Monday, 26 December 2011

Steffaloo 'Meet Me In Montauk' album review (for kevchino.com)



It's the simple things in life that are usually most pleasing and Steffaloo lays testament to this in her latest release 'Meet Me In Montauk'. A photographer, musician, traveler and general lover and liver of life Steffaloo has comprised a selection of mostly acoustic tracks that strive to restore beauty in the basics.
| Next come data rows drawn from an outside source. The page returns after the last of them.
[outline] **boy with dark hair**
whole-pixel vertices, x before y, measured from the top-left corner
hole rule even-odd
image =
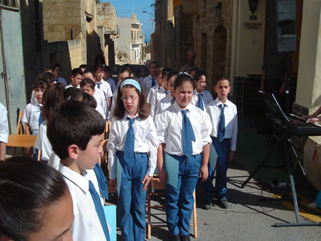
[[[83,71],[83,73],[85,71],[85,69],[86,69],[88,67],[88,65],[85,64],[79,65],[79,69],[81,69],[81,71]]]
[[[143,88],[145,89],[145,93],[148,93],[149,90],[153,86],[157,85],[156,83],[156,71],[158,69],[158,64],[155,61],[149,63],[148,71],[149,76],[145,77],[142,82]]]
[[[83,92],[88,93],[89,95],[92,95],[97,104],[95,110],[101,114],[101,115],[105,119],[105,112],[102,107],[102,105],[104,104],[104,100],[102,99],[101,95],[97,94],[97,91],[95,89],[95,82],[93,82],[89,78],[86,78],[83,79],[80,83],[81,90]]]
[[[110,240],[99,185],[90,175],[103,151],[104,131],[101,115],[79,101],[61,103],[48,121],[47,136],[61,159],[59,170],[73,199],[74,240]]]
[[[238,111],[235,105],[228,100],[230,85],[226,76],[221,75],[216,78],[214,90],[217,93],[217,98],[207,105],[206,112],[211,118],[213,129],[210,135],[218,155],[215,192],[221,207],[228,208],[226,172],[228,163],[234,158],[236,151]],[[206,181],[209,186],[204,189],[205,209],[211,208],[211,194],[214,189],[212,183],[214,170],[210,169],[209,178]]]
[[[25,123],[25,132],[27,135],[37,136],[38,133],[42,95],[48,86],[48,82],[42,78],[37,79],[33,83],[35,100],[27,105],[22,119],[22,122]]]
[[[75,68],[71,71],[71,76],[70,78],[71,79],[71,82],[66,88],[69,88],[70,87],[76,87],[79,88],[80,81],[81,81],[81,78],[83,78],[83,71],[80,68]]]
[[[56,64],[54,65],[52,67],[53,69],[53,74],[54,75],[55,78],[55,81],[56,82],[60,82],[62,83],[62,84],[65,86],[67,86],[67,83],[66,82],[66,80],[60,76],[60,74],[62,74],[62,66],[59,64]]]
[[[110,68],[106,65],[104,68],[104,81],[110,84],[110,88],[112,89],[112,93],[114,93],[114,91],[117,90],[116,84],[115,83],[115,81],[112,78],[110,78]]]

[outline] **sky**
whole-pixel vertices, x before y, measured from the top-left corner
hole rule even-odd
[[[152,23],[154,19],[154,6],[151,6],[155,4],[155,0],[100,0],[100,2],[112,3],[117,17],[131,17],[133,13],[136,14],[139,23],[142,23],[141,29],[145,35],[145,42],[149,42],[151,34],[152,33]],[[152,13],[145,13],[143,11]],[[151,20],[153,19],[153,20]],[[153,31],[155,30],[155,22],[153,23]]]

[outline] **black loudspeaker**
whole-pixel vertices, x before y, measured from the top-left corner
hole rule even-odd
[[[267,1],[267,34],[269,52],[296,50],[296,0]]]

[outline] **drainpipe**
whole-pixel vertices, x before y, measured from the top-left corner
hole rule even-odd
[[[231,46],[231,64],[230,64],[230,81],[231,86],[233,88],[230,90],[231,95],[234,95],[234,89],[235,89],[235,81],[234,78],[237,74],[237,68],[236,68],[236,61],[238,59],[238,13],[239,13],[239,8],[240,4],[238,3],[238,0],[233,0],[233,23],[232,23],[232,46]]]

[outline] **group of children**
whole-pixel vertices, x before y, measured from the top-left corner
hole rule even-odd
[[[107,145],[109,178],[114,189],[119,187],[117,208],[123,240],[145,239],[146,189],[156,167],[160,180],[166,183],[171,240],[189,240],[193,192],[199,179],[204,189],[204,208],[211,207],[215,169],[215,192],[222,206],[228,207],[226,172],[238,131],[236,107],[227,98],[229,81],[224,76],[216,79],[218,97],[213,100],[205,90],[204,72],[194,71],[192,76],[160,69],[155,61],[150,62],[148,71],[148,76],[139,80],[130,66],[121,68],[116,84],[105,66],[92,70],[82,65],[72,70],[68,88],[59,83],[51,86],[57,81],[52,74],[40,75],[35,81],[35,100],[27,105],[23,121],[26,134],[37,135],[40,159],[59,170],[72,198],[74,222],[58,225],[59,237],[110,240],[111,230],[103,209],[107,181],[98,163],[107,119],[112,122]],[[218,154],[216,167],[209,163],[210,145]],[[177,177],[175,187],[167,182],[168,158],[178,166],[177,172],[170,174]],[[62,194],[54,205],[69,202],[70,206],[69,198]],[[1,235],[14,237],[10,232]]]

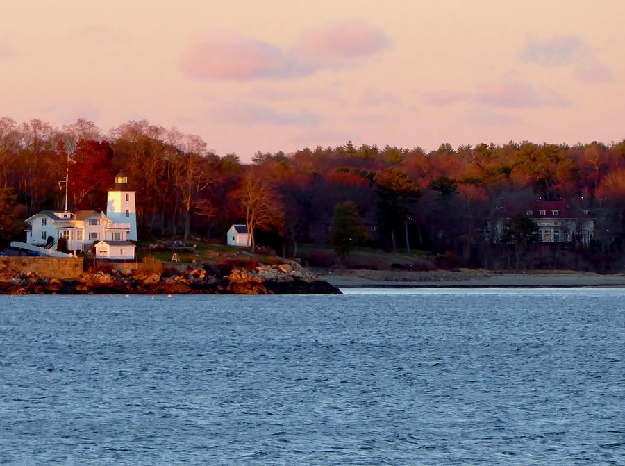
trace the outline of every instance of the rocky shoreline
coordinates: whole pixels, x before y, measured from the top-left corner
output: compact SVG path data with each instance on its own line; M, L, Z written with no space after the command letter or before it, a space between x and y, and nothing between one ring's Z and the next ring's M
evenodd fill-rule
M0 274L1 294L327 294L341 292L297 263L235 268L223 276L201 267L175 273L115 269L85 272L76 279L32 273Z

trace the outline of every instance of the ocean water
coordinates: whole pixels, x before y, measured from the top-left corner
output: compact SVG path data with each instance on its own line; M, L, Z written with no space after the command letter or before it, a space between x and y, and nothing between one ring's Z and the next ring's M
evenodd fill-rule
M625 290L0 296L0 464L624 465Z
With soft and whimsical vocals reminiscent of Feist yet tinged with a hint of Karen O, laden with acoustic fingerpicking, clicks, claps and melodic harmonies 'Meet Me In Montauk' is bare, raw and often shows how simply enigmatic music and words can be when stripped back to the bare essentials. The production is minimal, the instruments perfectly paired and the lyrics sincere and heartfelt. Tracks such as 'Oh My God', 'Just Strangers' and 'On Fire' tug squarely at the heart strings, while the more upbeat 'A Song to Sing', 'The Letting Go' and title track 'Meet Me in Montauk' definitely have a more island-hopping stolling-through-the-sand feel to them. The only oddity of the album is final track 'Fly Away (version ii)' and it's horrible use of a synthesized vocal effect that does not sit well as the last brush stroke of her masterpiece.

While the vocals are melancholy and the lyrics intriguing the constant use of barely-there acoustic guitar lets the songs run into one big lovely soft lullaby for grown ups. The music is simple and effective but can lull you into forgetting which track it is you are in fact listening to. The album is a fine one overall but one waits with anticipation for a more definitive album. That said it may be Steffaloo's creative simplicity and undefinability that eventually propels her into greater success. A self-professed '…hippy heart… wanderin' soul' it's easy to see her wandering her way with her siren song into peoples hearts the world over.